I am a 43-year-old mother of four boys; Henry, Angus, Noah and Darcy.
A lot of people struggle to remember which one is which – including me at times. It’s helpful that the first initial of their names spell HAND.
The boys are all active, noisy and messy. They are very different to each other, but they get along well. My husband Steve and I have managed to work while supporting their education and far too many extra-curricular activities each school term. I think it would be fair to say that we are never bored.
However, in 2013 we would have wished for boredom. Our second son Angus, or the A in HAND, showed me some lumps in his neck.
He was nine-years-old at the time. Worried, like all mothers would be, we went straight to our family GP who arranged blood tests. The tests were completely normal, and Angus was really well, he had heaps of energy, and was playing footy. Our GP thought it likely that he had some viral exposure.
She said those lumps should go down, and to come back if they don’t.
But, those lumps were persistent little buggers. So back we went. More blood tests – still normal. An ultra-sound – inconclusive. Angus was referred to the Kids Hospital at Randwick to have one of the nodes removed. We were assured it was “probably nothing” and it was just cautionary.
I can replay that day in my head like a movie, and I probably will for the rest of my life. The surgeon smiled at us as she came into the clinic. Steve and I looked at each other and breathed a sigh of relief. We were deceived by the belief a smile meant we were fine. That smile signalled our lives would change forever.
Angus was diagnosed with Classical Hodgkin Lymphoma – nodular sclerosing type. Soon after, the surgeon introduced us to Paediatric Oncologist Toby Trahair – a man we have, unfortunately or not, come to know very, very well.

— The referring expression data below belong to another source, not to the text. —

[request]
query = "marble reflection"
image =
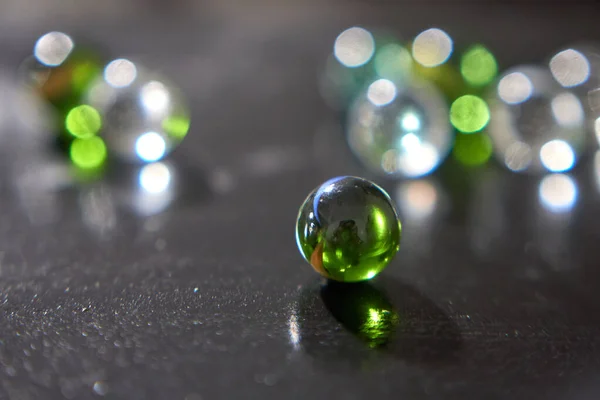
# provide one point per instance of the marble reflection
(558, 196)
(378, 319)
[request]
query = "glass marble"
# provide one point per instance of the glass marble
(144, 116)
(536, 125)
(360, 56)
(577, 68)
(400, 131)
(348, 229)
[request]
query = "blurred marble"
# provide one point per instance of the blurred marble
(400, 131)
(144, 115)
(536, 125)
(360, 56)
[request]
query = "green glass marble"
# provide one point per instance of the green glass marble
(348, 229)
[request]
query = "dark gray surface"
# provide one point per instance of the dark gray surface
(211, 299)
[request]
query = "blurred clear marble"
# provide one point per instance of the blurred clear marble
(400, 131)
(536, 125)
(358, 57)
(144, 116)
(577, 68)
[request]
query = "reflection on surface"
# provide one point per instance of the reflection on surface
(558, 193)
(363, 310)
(354, 47)
(294, 328)
(432, 47)
(98, 208)
(537, 126)
(417, 200)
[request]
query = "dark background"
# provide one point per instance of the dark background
(209, 299)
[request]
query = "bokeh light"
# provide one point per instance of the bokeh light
(472, 150)
(83, 121)
(478, 66)
(570, 68)
(53, 48)
(518, 156)
(432, 47)
(515, 88)
(150, 146)
(155, 177)
(155, 97)
(120, 73)
(88, 153)
(176, 126)
(144, 116)
(354, 47)
(558, 193)
(381, 92)
(156, 188)
(409, 136)
(557, 156)
(536, 125)
(392, 61)
(469, 114)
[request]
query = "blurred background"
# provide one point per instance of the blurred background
(165, 265)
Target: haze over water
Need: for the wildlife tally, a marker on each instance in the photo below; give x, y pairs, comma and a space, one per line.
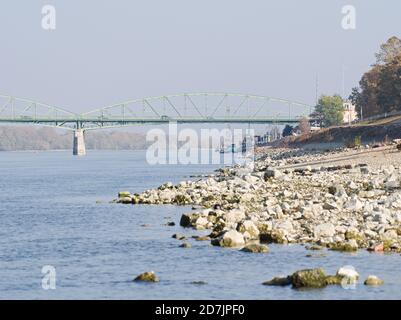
55, 211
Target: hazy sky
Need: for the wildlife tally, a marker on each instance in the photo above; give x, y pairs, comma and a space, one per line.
104, 52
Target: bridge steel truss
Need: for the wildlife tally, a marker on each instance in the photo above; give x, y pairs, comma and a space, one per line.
180, 108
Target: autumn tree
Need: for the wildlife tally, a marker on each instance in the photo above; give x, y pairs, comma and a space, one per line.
388, 51
331, 110
380, 88
287, 131
304, 125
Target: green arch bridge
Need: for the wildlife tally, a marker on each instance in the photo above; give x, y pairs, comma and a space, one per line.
205, 107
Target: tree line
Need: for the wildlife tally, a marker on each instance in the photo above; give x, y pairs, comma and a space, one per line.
379, 90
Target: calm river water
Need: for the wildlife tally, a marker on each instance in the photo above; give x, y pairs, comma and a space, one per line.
55, 210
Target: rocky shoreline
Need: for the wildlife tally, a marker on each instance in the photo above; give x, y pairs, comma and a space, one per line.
343, 200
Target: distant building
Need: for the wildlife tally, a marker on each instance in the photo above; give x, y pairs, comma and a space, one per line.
350, 114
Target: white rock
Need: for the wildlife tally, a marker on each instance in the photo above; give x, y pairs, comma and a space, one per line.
348, 272
324, 230
232, 238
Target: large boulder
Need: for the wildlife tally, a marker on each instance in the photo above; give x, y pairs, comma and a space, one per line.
324, 230
279, 281
188, 219
272, 173
309, 278
149, 276
349, 273
373, 281
231, 238
256, 248
123, 194
249, 227
234, 216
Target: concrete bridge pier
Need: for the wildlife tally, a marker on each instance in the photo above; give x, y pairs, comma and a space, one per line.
79, 143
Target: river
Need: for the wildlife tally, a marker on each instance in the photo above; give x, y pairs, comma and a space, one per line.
55, 210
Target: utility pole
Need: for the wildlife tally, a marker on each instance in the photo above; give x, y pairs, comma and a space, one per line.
343, 82
317, 89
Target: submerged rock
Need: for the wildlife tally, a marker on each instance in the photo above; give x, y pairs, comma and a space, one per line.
231, 238
309, 278
256, 248
149, 276
373, 281
178, 236
124, 194
279, 281
349, 273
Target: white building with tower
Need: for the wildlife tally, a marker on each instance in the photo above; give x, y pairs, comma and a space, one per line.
350, 113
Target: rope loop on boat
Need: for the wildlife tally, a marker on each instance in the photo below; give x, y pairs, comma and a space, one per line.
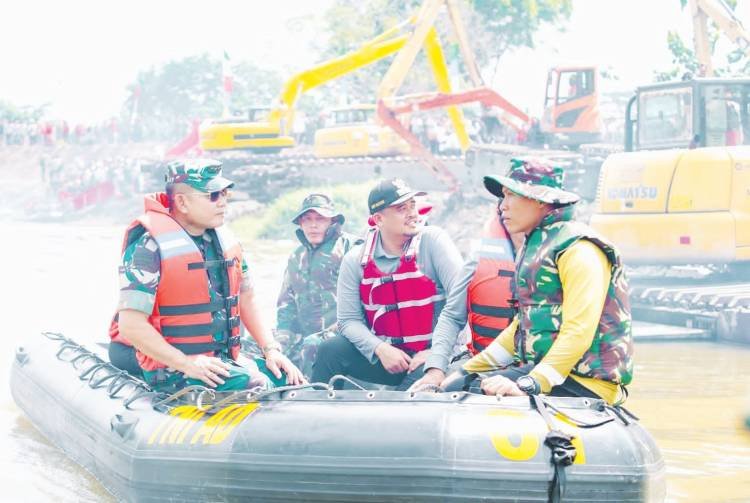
182, 392
563, 453
339, 377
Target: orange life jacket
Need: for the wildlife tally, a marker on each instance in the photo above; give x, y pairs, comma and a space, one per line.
399, 306
183, 309
489, 293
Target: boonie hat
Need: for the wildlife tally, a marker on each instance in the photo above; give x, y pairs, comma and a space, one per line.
534, 178
201, 174
322, 205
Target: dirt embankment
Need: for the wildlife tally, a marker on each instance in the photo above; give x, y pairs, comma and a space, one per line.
32, 178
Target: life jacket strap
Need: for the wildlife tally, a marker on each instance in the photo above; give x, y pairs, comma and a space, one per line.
207, 264
381, 309
493, 311
406, 339
199, 329
208, 307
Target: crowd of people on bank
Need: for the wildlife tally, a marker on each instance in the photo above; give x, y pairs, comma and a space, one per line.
78, 183
544, 298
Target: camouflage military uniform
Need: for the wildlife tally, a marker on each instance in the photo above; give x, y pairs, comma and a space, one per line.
306, 308
139, 279
538, 287
140, 274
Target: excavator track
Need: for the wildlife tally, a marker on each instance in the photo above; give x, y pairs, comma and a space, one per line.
708, 308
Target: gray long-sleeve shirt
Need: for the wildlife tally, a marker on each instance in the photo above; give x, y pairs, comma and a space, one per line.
437, 257
453, 318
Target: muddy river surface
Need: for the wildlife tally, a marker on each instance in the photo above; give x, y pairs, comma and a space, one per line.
63, 277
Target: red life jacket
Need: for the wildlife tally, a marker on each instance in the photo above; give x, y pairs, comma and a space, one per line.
399, 306
490, 291
183, 309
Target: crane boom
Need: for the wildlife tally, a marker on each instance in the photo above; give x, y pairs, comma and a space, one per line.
727, 22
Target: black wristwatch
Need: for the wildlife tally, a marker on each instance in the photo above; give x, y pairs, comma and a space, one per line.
528, 385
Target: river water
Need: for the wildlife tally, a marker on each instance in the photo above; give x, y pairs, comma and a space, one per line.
64, 278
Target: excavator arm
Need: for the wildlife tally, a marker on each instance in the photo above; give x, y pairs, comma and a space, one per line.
720, 13
487, 97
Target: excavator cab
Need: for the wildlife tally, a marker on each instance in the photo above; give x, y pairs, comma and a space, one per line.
680, 195
689, 114
571, 106
352, 131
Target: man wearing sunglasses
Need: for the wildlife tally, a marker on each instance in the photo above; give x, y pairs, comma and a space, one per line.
306, 308
185, 289
390, 293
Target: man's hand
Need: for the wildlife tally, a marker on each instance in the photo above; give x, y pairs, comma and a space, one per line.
433, 377
501, 386
393, 359
453, 381
418, 360
276, 362
206, 368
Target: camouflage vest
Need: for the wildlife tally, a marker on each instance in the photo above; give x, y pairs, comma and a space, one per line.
312, 274
539, 293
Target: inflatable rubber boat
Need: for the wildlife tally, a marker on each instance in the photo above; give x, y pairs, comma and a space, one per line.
313, 443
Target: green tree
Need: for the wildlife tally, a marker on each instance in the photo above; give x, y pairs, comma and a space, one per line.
165, 100
685, 61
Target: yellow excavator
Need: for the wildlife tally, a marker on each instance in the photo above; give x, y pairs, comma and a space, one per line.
680, 193
274, 132
352, 131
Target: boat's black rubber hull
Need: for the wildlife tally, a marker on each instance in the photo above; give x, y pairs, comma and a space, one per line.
385, 446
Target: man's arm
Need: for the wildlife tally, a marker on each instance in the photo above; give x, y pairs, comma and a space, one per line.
252, 318
349, 313
585, 275
135, 327
498, 354
286, 307
446, 260
452, 320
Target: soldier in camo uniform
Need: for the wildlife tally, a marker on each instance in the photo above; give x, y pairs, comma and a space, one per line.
185, 289
571, 335
306, 308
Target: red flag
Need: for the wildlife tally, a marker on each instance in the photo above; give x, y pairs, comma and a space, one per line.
226, 71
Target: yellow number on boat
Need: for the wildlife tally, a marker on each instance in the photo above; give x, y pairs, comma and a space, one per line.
182, 419
218, 428
174, 427
513, 421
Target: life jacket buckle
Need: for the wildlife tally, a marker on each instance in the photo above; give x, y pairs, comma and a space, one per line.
233, 322
230, 302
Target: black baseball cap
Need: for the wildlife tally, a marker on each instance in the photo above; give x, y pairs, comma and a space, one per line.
390, 193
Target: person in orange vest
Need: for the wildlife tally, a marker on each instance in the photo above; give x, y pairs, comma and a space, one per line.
390, 292
185, 289
572, 332
482, 299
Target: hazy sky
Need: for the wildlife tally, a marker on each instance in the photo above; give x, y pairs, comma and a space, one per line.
51, 52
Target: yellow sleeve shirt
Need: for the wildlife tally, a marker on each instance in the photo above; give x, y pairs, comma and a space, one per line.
585, 274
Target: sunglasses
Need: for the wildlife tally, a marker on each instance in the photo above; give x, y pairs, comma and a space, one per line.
212, 196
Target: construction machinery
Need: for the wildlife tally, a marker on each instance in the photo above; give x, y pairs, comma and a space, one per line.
273, 133
571, 107
677, 201
352, 132
679, 194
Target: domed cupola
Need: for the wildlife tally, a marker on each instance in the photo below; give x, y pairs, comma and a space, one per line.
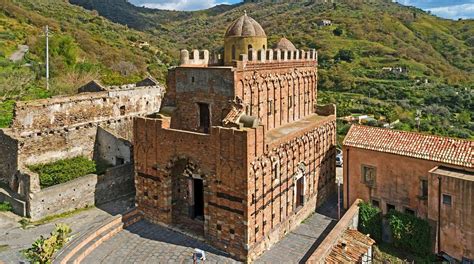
243, 34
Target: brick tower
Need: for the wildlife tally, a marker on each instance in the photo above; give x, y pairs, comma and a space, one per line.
239, 153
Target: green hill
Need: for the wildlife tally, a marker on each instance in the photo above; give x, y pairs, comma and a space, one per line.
365, 39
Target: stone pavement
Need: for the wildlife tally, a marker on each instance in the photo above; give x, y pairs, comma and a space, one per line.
297, 246
13, 238
144, 242
149, 243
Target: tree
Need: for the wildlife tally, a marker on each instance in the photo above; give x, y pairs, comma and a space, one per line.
344, 55
338, 31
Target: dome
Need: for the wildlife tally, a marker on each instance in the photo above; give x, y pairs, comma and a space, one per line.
285, 44
245, 26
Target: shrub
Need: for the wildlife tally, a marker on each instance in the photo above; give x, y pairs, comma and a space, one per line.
63, 170
5, 207
338, 31
410, 232
345, 55
43, 249
370, 220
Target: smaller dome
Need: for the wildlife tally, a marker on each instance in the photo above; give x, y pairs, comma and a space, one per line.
245, 26
285, 44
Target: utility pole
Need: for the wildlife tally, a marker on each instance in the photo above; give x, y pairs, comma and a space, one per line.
417, 119
47, 57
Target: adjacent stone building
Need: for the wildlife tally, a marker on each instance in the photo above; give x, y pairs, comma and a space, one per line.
95, 123
429, 176
239, 153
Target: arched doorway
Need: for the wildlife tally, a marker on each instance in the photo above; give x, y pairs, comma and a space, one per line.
187, 202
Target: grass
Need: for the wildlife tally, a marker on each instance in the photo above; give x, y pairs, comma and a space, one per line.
27, 223
52, 218
5, 207
4, 247
65, 170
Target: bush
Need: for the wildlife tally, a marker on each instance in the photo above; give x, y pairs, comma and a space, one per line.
370, 220
345, 55
43, 249
410, 232
63, 170
338, 31
5, 207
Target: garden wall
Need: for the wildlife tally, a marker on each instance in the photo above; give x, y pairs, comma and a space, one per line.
85, 191
350, 220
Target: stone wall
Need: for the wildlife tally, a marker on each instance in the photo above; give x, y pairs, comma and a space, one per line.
57, 113
81, 192
454, 220
278, 95
97, 125
8, 158
111, 149
349, 220
189, 86
218, 158
273, 212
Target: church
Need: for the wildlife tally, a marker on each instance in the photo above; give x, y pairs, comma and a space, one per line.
239, 153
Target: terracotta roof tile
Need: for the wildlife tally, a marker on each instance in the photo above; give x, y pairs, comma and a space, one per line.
441, 149
350, 248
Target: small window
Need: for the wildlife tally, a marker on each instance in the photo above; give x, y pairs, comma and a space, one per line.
204, 117
368, 175
424, 188
390, 207
376, 203
270, 107
447, 200
409, 211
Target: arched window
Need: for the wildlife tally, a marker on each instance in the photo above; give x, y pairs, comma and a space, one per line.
250, 53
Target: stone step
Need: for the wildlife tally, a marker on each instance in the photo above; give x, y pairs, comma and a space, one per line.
82, 246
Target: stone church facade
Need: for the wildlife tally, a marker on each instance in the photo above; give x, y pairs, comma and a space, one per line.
239, 153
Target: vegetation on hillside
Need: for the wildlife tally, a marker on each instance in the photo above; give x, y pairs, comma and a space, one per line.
433, 56
83, 46
66, 170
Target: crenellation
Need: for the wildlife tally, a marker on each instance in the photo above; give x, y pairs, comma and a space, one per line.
195, 58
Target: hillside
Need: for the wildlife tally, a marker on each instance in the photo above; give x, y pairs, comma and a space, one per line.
435, 55
83, 46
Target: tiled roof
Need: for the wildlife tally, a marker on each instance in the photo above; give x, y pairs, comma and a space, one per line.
351, 247
441, 149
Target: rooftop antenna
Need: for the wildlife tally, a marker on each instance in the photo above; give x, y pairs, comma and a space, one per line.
47, 56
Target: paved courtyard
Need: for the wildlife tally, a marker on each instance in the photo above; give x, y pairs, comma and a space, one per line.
13, 238
148, 243
144, 242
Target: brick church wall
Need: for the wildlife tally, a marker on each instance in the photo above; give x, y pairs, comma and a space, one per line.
272, 211
218, 157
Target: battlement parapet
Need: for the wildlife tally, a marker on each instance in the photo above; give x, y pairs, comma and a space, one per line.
277, 55
195, 58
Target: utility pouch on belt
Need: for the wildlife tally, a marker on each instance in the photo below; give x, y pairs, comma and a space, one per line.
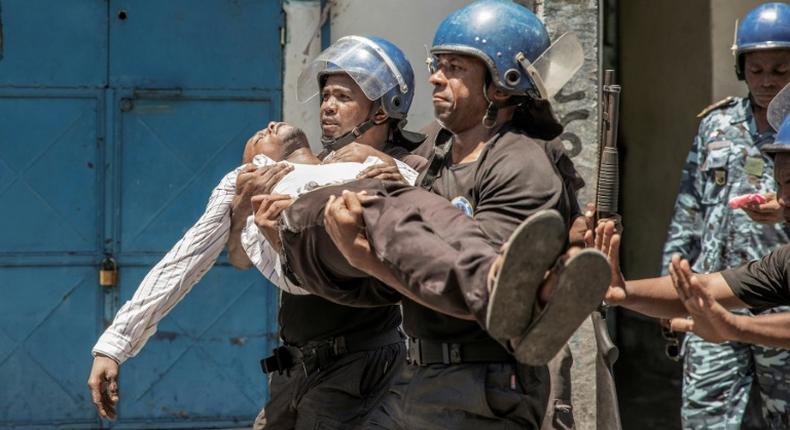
278, 362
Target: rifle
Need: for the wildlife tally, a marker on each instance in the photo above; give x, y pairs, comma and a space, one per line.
608, 184
606, 196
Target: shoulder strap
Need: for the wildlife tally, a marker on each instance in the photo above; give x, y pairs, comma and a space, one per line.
438, 159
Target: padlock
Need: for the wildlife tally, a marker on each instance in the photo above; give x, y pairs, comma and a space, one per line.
108, 274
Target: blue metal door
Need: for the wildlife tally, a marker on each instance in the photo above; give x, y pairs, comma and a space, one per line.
115, 125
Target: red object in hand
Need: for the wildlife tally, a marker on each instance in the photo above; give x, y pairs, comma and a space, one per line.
740, 201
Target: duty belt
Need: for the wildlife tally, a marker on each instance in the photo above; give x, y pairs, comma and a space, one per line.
424, 352
319, 354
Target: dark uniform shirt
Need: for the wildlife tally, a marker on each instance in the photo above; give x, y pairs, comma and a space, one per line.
512, 179
762, 282
305, 318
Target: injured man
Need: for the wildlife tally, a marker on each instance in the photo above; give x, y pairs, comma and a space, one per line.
423, 247
195, 253
429, 249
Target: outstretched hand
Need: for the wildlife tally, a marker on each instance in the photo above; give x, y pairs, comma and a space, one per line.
606, 239
267, 209
346, 227
769, 212
103, 385
709, 319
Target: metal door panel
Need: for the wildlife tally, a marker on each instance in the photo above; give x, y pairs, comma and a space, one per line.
48, 168
202, 365
48, 43
183, 44
48, 324
175, 151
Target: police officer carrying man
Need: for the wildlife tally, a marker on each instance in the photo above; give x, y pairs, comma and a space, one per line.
490, 98
725, 161
337, 361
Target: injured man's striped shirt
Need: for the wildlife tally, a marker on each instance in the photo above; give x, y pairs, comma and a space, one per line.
197, 251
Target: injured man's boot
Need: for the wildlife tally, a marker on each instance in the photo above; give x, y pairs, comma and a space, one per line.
574, 288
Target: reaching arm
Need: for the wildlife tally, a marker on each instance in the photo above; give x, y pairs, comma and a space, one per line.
171, 279
239, 211
658, 298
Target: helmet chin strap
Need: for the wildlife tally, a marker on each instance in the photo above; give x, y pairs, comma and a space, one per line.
489, 119
335, 144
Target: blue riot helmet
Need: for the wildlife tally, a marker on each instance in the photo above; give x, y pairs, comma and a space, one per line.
381, 71
514, 45
765, 27
779, 118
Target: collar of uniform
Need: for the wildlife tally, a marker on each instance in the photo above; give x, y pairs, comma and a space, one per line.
746, 114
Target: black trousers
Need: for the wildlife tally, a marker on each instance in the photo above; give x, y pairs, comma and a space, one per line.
434, 249
474, 396
338, 396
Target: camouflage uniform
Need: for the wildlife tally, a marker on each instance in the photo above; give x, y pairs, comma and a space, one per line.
725, 161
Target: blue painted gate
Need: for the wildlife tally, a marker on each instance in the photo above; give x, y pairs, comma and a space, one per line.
117, 118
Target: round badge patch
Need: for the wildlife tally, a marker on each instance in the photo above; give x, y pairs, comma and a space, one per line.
463, 204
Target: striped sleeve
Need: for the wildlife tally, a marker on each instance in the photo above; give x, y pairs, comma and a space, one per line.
172, 277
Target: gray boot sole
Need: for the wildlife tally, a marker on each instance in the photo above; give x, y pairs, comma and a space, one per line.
533, 249
580, 288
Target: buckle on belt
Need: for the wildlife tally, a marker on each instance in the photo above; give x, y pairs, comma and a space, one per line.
414, 355
339, 346
451, 353
280, 360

At this stage, I wasn’t actually sure if lymphoma meant cancer. Judging from the ghost-like face of my husband I thought it must be, and my heart collapsed when I saw Angus, our most engaged, inquisitive child, completely distracted and unaware.
Toby said some important things to us that day. He told us that Angus' cancer was treatable - and that cure was achievable. As we were driving home, trying to work out what to do next, Steve and I both reflected on being parents who were given a different message. Imagine incurable, not treatable. That was unthinkable.
I went home, called my dearest friends and family, and got on with it.
The next 10 weeks were a blur, we went back to work. At that time, I was a part-time lawyer in a commercial firm in Sydney, and Steve a self-employed physiotherapist. The boys went back to school and I naively believed we could continue as normal. This was before I knew what a round of chemotherapy would be like.
For Angus' first oncology appointment I phoned into the consultation from work. Steve was with him when Toby outlined the treatment. It was terrifying. I managed to lose all of the work I did that day - didn't save a thing. Knowing I couldn't be absent any more I asked my boss for six months leave without pay.
The next few months was a montage of chemotherapy cocktails, and friends and family caring for our other boys while we spent endless nights in the hospital with four other kids and their parents.
It was a club none of us wished to be a part of, but at least we didn't feel alone.